The confirmed number of Kyrgyzstan casinos is a fact in a little doubt. As info from this country, out in the very most interior area of Central Asia, tends to be difficult to acquire, this may not be too astonishing. Whether there are two or three approved gambling halls is the item at issue, maybe not in fact the most earth-shattering piece of info that we do not have.
What no doubt will be correct, as it is of most of the old Soviet states, and definitely truthful of those located in Asia, is that there will be many more not allowed and bootleg market gambling halls. The adjustment to acceptable wagering did not empower all the aforestated gambling halls to come out of the dark and become legitimate. So, the battle over the number of Kyrgyzstan’s gambling dens is a small one at best: how many accredited casinos is the element we’re seeking to resolve here.

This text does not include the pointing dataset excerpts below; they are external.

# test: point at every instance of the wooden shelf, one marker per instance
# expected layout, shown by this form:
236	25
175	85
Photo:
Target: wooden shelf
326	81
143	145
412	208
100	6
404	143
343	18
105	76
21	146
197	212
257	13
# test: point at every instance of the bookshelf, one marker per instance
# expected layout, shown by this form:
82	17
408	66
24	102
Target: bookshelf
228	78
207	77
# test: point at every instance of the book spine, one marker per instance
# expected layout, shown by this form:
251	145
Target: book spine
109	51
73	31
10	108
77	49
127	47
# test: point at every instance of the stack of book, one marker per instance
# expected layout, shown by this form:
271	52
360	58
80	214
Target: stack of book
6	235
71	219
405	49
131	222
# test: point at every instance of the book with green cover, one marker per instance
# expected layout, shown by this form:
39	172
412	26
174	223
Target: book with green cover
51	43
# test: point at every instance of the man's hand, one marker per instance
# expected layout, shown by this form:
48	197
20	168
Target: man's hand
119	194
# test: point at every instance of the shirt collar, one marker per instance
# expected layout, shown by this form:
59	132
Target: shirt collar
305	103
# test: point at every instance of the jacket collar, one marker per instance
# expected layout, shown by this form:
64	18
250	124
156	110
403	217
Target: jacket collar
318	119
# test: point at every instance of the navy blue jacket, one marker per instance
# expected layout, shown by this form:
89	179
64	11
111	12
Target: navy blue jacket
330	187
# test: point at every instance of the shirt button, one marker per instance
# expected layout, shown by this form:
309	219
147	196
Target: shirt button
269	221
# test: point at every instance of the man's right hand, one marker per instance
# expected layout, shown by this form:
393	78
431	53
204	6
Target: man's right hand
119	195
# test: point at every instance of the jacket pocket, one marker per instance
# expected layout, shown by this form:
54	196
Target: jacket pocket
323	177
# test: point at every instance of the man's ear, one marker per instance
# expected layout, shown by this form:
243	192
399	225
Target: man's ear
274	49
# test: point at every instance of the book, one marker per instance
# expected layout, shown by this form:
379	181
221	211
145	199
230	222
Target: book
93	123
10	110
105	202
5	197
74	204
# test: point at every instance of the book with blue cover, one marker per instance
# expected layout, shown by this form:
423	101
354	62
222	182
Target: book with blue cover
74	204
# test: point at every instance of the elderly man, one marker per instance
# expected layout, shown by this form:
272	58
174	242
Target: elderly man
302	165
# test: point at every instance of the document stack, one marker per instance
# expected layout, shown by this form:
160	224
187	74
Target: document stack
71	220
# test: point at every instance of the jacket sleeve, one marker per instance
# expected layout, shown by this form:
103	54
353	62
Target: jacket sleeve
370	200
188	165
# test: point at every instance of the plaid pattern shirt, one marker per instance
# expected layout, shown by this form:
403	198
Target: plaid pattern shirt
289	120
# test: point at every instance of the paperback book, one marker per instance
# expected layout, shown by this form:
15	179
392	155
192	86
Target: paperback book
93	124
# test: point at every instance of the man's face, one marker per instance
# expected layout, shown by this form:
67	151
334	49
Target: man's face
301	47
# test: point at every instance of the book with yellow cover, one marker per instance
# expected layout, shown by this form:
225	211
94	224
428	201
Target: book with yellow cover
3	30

We understand that in Bishkek, the capital municipality, there is the Casino Las Vegas (an amazingly unique name, don’t you think?), which has both gaming tables and one armed bandits. We can also see both the Casino Bishkek and the Xanadu Casino. Each of these have 26 slot machines and 11 table games, separated amongst roulette, vingt-et-un, and poker. Given the amazing similarity in the square footage and layout of these two Kyrgyzstan casinos, it might be even more bizarre to find that the casinos share an address. This seems most confounding, so we can perhaps determine that the list of Kyrgyzstan’s casinos, at least the approved ones, is limited to two casinos, 1 of them having adjusted their name a short while ago.
The country, in common with practically all of the ex-USSR, has experienced something of a accelerated conversion to free-enterprise economy. The Wild East, you might say, to allude to the anarchical circumstances of the Wild West an aeon and a half ago.
Kyrgyzstan’s gambling dens are almost certainly worth visiting, therefore, as a bit of social research, to see dollars being played as a form of social one-upmanship, the celebrated consumption that Thorstein Veblen talked about in nineteeth century America.